Fortunately, entering a dungeon didn't require a full identity check. All Hunters had to do was scan their Hunter Card at the entrance—a security measure designed for statistics and internal tracking. Only high-ranking officials could access deeper information, such as who entered what dungeon and when. But that kind of investigation took effort and reason.
And River? To everyone else, he was no one. Just some weirdo in a toy mask with a worthless skill.
He was counting on that.
With his mask on and his Hunter Card in his pocket, River walked toward the old factory that served as the dungeon's anchor point.
Several Hunters were already waiting at the front gate—some in proper gear, others in casual clothes. They glanced in his direction as he approached, curious, confused, or amused by the sight of a man in simple jogging pants and a glowing toy mask. A few smirked. Others shook their heads.
"Dead in five minutes," someone whispered under their breath.
River ignored them. He simply stood off to the side, arms folded, silent.
He wasn't here to make friends or prove a point.
He was here to grow.
And soon, that opportunity came.
A tall man in formal black attire—clearly part of the local Hunter Administration—stepped forward and unlocked the heavy iron gate to the factory grounds. The gate creaked open with a groan, revealing the cracked pavement and worn-down exterior of the building. The portal pulsed inside, visible through the shattered windows of the factory's central hall.
Hunters began to move.
River followed them quietly, keeping to the rear of the group. As they stepped through the crumbling threshold and entered the dungeon's boundary, the air shifted.
Mana.
It hung thick in the atmosphere like humidity before a thunderstorm.
At the center of the hall, embedded between broken steel beams and piles of rusted scrap, stood the portal.
It shimmered like a living wound in space.

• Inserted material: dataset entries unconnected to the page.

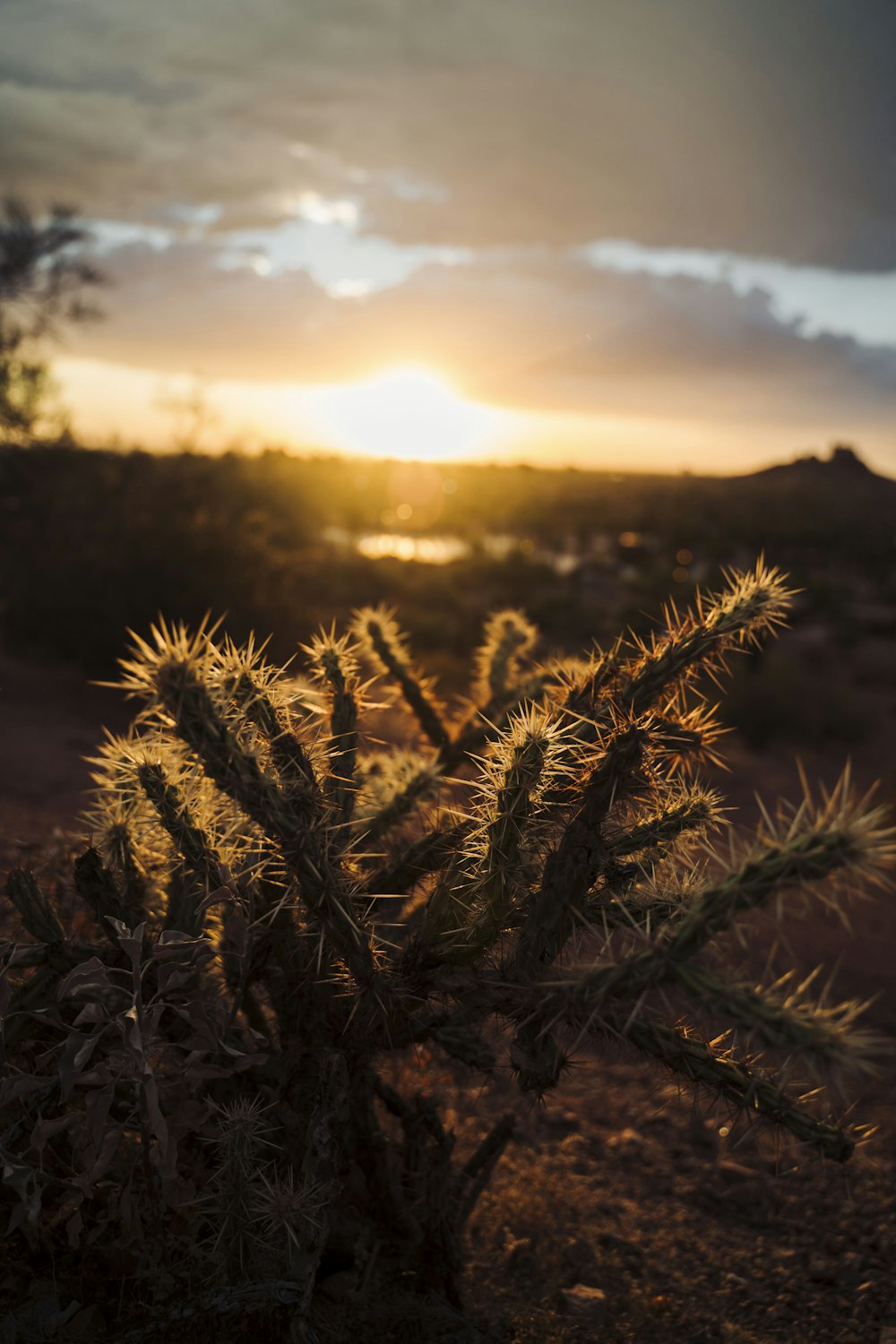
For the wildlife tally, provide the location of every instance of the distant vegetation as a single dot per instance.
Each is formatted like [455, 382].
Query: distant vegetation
[96, 542]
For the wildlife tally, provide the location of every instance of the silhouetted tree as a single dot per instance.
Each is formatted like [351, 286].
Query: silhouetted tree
[43, 276]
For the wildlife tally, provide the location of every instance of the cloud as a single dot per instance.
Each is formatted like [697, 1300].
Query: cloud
[759, 128]
[528, 330]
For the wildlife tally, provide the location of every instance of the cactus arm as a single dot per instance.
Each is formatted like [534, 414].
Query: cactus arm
[386, 645]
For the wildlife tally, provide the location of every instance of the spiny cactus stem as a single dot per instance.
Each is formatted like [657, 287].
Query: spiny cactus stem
[694, 811]
[190, 840]
[754, 602]
[419, 859]
[392, 656]
[401, 806]
[571, 870]
[804, 857]
[287, 749]
[32, 905]
[341, 782]
[493, 886]
[745, 1088]
[97, 887]
[477, 1171]
[823, 1035]
[241, 777]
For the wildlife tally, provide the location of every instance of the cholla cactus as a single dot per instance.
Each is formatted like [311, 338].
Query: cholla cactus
[282, 902]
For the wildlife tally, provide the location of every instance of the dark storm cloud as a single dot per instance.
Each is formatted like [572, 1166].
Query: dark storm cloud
[543, 332]
[762, 126]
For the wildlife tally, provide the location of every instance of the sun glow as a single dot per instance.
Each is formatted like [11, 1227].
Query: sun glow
[409, 413]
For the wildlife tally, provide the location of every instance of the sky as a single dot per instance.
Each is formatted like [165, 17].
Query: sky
[643, 234]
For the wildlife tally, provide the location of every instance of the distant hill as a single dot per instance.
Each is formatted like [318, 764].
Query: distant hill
[842, 468]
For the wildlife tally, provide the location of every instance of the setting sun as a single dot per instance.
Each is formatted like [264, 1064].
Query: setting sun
[409, 413]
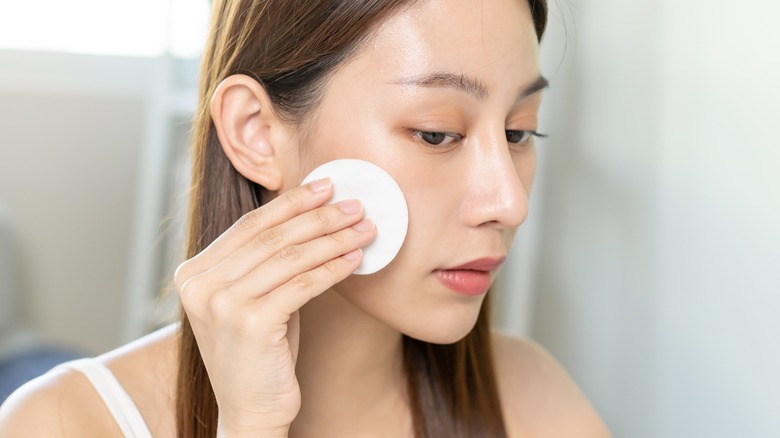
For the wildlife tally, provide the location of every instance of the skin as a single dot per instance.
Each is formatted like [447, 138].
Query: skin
[276, 313]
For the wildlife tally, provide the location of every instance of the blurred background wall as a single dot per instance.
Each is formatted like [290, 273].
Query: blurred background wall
[650, 263]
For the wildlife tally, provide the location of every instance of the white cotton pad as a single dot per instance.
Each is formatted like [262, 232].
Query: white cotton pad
[383, 203]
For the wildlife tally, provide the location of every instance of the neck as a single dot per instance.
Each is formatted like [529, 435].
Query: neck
[349, 368]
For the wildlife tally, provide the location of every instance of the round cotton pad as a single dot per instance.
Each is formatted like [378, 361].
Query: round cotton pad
[383, 203]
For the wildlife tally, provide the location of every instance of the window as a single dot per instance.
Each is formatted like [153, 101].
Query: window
[106, 27]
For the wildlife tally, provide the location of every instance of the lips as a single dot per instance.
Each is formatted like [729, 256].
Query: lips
[472, 278]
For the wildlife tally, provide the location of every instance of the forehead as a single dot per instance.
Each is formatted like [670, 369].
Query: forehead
[492, 40]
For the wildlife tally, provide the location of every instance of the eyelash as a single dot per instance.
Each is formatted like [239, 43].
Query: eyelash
[526, 136]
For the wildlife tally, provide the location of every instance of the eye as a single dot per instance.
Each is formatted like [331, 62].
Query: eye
[434, 138]
[521, 137]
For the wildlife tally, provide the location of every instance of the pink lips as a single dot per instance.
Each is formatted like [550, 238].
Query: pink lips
[472, 278]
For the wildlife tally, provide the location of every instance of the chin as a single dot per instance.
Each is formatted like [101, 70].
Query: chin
[446, 330]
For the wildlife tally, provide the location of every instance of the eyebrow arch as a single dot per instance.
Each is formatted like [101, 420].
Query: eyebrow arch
[466, 84]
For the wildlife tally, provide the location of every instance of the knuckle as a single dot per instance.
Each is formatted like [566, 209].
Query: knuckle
[303, 281]
[268, 239]
[220, 304]
[321, 217]
[337, 237]
[290, 253]
[250, 221]
[332, 266]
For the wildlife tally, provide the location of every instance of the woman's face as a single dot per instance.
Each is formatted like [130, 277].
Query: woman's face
[435, 98]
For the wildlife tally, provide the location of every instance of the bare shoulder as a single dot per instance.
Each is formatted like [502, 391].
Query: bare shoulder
[63, 402]
[538, 396]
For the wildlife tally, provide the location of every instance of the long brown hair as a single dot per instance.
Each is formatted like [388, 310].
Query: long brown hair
[291, 46]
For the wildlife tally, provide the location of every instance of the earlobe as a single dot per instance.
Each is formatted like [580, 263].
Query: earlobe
[243, 117]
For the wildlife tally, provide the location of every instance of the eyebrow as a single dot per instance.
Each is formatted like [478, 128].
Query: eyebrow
[466, 84]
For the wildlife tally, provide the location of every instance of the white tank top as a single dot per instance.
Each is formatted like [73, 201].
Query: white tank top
[117, 400]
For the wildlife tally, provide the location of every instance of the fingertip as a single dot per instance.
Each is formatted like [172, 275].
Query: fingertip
[321, 185]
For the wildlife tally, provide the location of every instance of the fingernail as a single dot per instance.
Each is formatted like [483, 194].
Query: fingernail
[364, 225]
[353, 255]
[350, 206]
[320, 185]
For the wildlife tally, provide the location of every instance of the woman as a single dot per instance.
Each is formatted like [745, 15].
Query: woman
[276, 338]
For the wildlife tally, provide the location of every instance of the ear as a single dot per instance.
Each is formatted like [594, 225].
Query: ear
[244, 118]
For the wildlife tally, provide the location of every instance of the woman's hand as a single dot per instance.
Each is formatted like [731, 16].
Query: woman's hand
[242, 296]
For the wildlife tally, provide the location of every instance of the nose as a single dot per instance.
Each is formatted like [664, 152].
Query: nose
[496, 194]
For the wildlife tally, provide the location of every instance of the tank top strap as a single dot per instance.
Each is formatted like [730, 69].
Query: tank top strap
[116, 399]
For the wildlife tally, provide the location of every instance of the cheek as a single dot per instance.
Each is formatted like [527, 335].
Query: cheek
[526, 168]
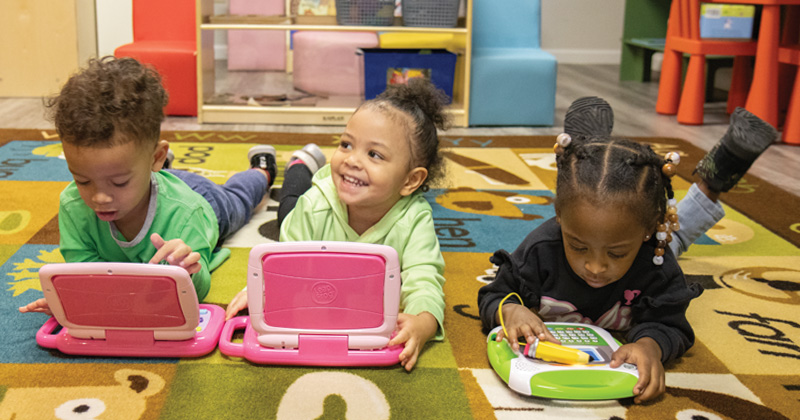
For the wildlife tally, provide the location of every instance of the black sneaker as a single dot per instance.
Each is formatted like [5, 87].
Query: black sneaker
[589, 116]
[169, 160]
[262, 156]
[727, 162]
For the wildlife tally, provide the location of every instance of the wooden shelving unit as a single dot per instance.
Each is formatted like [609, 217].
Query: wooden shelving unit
[335, 111]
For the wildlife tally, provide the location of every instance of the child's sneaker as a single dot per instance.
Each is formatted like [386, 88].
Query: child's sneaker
[169, 160]
[725, 164]
[588, 117]
[262, 156]
[310, 155]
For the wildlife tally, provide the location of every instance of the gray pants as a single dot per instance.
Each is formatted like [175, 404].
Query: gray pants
[696, 214]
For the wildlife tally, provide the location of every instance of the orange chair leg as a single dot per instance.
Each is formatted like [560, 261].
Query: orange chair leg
[763, 98]
[669, 85]
[791, 129]
[741, 76]
[693, 97]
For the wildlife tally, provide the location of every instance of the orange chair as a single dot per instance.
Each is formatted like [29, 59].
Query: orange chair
[164, 37]
[789, 53]
[683, 36]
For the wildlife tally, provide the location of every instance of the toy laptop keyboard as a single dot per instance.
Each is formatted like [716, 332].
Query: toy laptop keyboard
[592, 381]
[319, 303]
[126, 309]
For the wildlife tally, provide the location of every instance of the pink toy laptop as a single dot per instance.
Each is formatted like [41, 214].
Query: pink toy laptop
[126, 309]
[319, 303]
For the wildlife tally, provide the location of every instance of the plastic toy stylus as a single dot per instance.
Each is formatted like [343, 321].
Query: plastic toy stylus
[552, 352]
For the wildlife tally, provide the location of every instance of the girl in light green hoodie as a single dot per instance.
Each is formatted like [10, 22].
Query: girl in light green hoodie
[372, 192]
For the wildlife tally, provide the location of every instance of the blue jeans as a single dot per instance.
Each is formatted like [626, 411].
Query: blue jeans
[233, 203]
[696, 214]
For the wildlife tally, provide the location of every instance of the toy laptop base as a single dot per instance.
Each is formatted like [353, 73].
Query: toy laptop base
[592, 381]
[312, 350]
[138, 344]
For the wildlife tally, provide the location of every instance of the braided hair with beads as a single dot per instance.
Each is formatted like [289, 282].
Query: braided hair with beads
[607, 170]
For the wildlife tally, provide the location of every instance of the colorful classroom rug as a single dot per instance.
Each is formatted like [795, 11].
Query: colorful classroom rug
[745, 365]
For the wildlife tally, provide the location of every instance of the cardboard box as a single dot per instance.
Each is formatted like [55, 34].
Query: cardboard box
[383, 67]
[726, 21]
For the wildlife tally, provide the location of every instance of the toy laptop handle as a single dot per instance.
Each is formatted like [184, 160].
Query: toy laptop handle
[226, 344]
[45, 336]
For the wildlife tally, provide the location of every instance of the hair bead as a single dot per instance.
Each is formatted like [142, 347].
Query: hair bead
[673, 157]
[669, 170]
[563, 140]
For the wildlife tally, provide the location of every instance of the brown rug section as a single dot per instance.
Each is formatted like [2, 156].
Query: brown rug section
[753, 196]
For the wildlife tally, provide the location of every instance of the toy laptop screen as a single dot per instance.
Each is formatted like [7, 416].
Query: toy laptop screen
[323, 291]
[119, 301]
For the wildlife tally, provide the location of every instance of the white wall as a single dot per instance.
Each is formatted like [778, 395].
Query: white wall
[583, 31]
[575, 31]
[114, 25]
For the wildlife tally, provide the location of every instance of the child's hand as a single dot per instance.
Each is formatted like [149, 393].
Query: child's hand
[39, 305]
[522, 322]
[175, 252]
[238, 303]
[415, 331]
[646, 355]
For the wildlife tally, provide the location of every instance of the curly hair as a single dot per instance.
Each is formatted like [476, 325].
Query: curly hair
[612, 170]
[110, 101]
[423, 111]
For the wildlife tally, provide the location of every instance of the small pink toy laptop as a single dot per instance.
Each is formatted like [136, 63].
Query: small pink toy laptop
[126, 309]
[319, 303]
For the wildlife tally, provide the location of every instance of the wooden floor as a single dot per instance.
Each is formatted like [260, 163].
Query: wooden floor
[633, 103]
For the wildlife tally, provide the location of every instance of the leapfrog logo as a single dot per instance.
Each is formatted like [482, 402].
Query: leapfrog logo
[323, 293]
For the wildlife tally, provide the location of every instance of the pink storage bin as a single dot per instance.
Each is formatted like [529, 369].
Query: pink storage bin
[325, 63]
[257, 49]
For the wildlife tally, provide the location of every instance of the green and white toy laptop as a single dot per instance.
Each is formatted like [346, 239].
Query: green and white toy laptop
[591, 381]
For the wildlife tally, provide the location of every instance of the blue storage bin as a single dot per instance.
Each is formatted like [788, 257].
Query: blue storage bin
[386, 66]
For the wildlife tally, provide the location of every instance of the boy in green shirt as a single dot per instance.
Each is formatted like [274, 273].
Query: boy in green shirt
[122, 206]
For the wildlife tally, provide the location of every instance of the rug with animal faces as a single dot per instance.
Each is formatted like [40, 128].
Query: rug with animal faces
[745, 363]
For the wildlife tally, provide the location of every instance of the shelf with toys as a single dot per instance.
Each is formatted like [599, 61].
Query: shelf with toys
[295, 90]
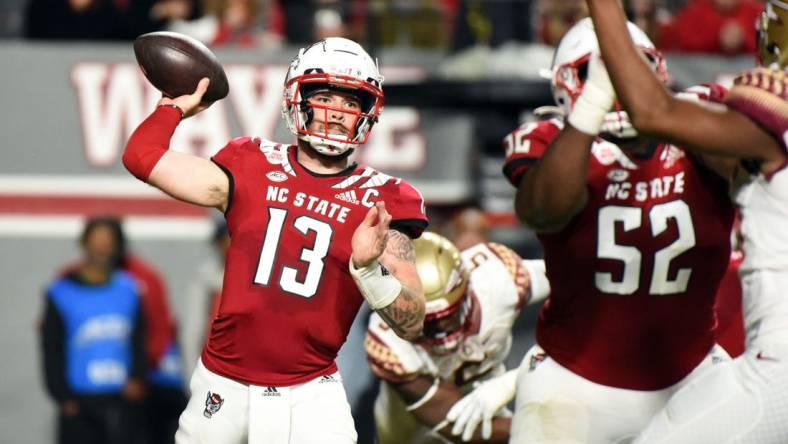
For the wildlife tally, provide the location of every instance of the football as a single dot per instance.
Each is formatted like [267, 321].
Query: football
[174, 63]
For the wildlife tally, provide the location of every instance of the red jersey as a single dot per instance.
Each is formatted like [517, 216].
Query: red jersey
[730, 320]
[288, 299]
[633, 276]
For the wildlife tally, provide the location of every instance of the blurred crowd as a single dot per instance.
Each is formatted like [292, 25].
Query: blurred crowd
[708, 26]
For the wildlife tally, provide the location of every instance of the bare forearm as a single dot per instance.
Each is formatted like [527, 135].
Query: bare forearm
[405, 315]
[656, 112]
[554, 189]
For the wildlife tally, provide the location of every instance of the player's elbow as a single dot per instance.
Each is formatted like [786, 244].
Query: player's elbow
[133, 165]
[648, 116]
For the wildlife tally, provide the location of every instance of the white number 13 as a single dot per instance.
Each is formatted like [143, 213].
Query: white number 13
[607, 248]
[314, 257]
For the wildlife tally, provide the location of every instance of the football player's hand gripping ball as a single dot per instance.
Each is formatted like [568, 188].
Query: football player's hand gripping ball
[480, 405]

A dark void sat at its core—pitch black, like the center of a black hole—while blue arcs of energy spiraled around its edges in a slow, clockwise motion. It was beautiful in a terrifying way, both alien and magnetic. The ground around it vibrated softly, as if the portal itself was humming.
River could feel the disturbance in the air. Each breath tasted sharp, like the crackle of static just before lightning strikes.
He reached into his pocket and pulled out his Hunter Card.
One by one, the Hunters ahead of him scanned theirs and disappeared into the darkness, swallowed whole by the portal's churning energy.
When it was his turn, River didn't hesitate.
He scanned his card on a device.
The system beeped.
And with that, he stepped forward—into the abyss.